La Fille du sorbier est une vraie réussite.

Critique et écrivain, lui aussi, Daniel Morvan publie chez Diabase son second roman, La Fille du sorbier.

 

La première phrase impose d’emblée une écriture :

 

« Il y avait eu un grand charroi de dalles funéraires, une course de tombes, on avait déménagé Paul pour enfouir Pierre et dans son chaos le cimetière se rapprochait dangereusement du monde des vivants. »

 

Tout le roman est à l’image de cette ouverture : ciselé avec rigueur et virtuosité par un amoureux des mots, de la musique et de la musique des mots.

 

L’histoire est celle d’une rencontre peu probable (un veuf récent, une fraîche veuve se frôlent au bord des tombes interverties de leurs conjoints), et d’une passion faite de désir, d’attente, de rêveries et de SMS, entre Adèle, écrivain surdoué, imprévisible comme une Slave, infidèle et exclusive, et Robinson, qui faillit être pianiste mais n’est qu’accordeur de pianos de concert.
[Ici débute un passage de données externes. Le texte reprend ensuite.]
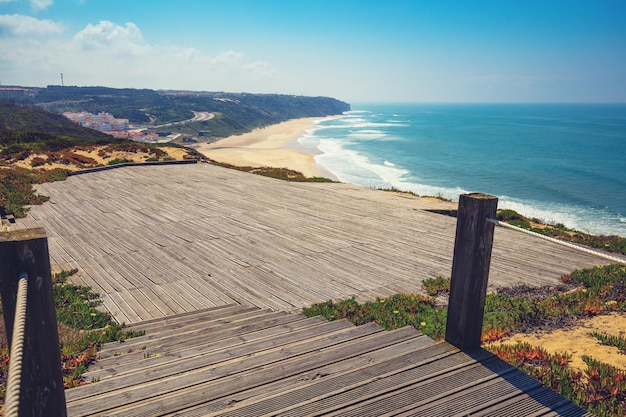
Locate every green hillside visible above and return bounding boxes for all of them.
[35,86,350,137]
[0,101,119,155]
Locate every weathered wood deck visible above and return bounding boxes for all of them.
[15,164,606,416]
[66,306,587,417]
[15,164,607,323]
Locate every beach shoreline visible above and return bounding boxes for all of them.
[193,116,337,180]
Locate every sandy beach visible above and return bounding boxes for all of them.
[194,116,336,179]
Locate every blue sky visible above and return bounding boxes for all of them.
[0,0,626,103]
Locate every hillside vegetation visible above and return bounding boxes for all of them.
[0,101,120,156]
[35,86,350,137]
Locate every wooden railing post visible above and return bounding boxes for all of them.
[0,229,67,416]
[446,193,498,350]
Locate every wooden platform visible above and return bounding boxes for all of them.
[66,306,589,417]
[12,164,607,323]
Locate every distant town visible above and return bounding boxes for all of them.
[63,111,176,143]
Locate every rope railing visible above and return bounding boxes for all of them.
[5,273,28,417]
[486,217,626,265]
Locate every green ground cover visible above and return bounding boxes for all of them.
[303,265,626,416]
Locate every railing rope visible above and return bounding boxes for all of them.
[5,273,28,417]
[0,229,67,417]
[486,217,626,265]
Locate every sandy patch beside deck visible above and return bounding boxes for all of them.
[494,313,626,371]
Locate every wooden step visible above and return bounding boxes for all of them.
[66,306,584,417]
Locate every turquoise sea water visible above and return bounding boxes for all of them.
[299,104,626,236]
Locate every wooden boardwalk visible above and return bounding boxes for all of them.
[8,164,606,417]
[66,306,589,417]
[14,164,607,323]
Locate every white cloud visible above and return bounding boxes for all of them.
[74,20,143,48]
[245,61,277,78]
[30,0,54,10]
[0,18,276,91]
[0,14,63,37]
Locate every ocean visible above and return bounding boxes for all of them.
[298,104,626,237]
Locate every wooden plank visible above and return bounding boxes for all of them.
[68,322,380,414]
Les figures de Schumann et de Clara, de la poétesse russe Marina Tsvetaieva et de Rilke et Pasternak dessinent dans les volutes du récit des lignes de force obsédantes.

 

 

Ce qui se joue dans ce texte inclassable, c’est la vieille émulation entre écriture et musique : comme Robinson, qui voudrait composer une « tentative d’aggravation dédiée aux infrabasses, une grande rêverie pianistique, un chant inquiet et simple », Daniel Morvan bâtit une vaste fantaisie sur le modèle schumannien, polyphonie sombre et séduisante « à jouer d’un bout à l’autre d’une manière fantasque et passionnée », dans laquelle Adèle est comme le la unique qui hantait la folie de Schumann.

 

 

Se jouant de la chronologie et de la froide logique, glissant le je du narrateur dans des identités multiples, Daniel Morvan se montre « fantasque » mais rigoureux dans son récit caracolant, et « passionné » par le personnage d’Adèle qui est une femme, bien sûr, mais aussi la beauté, la musique, la folie, le charme même.

 

Jusqu’au dénouement teinté d’une ironie mélancolique, le lecteur amoureux lui aussi de cette belle lointaine s’associe aisément aux riches réflexions de l’auteur sur la musique et la passion, à ses paradoxes profonds, à ses évocations de la Vendée, à ses portraits de quatre ravissantes pianistes guère difficiles à reconnaître, à son éloge des poètes, des compositeurs, des filles fleurs et des amoureuses…

 

Très belle surprise de cette « rentrée », La Fille du sorbier est une vraie réussite.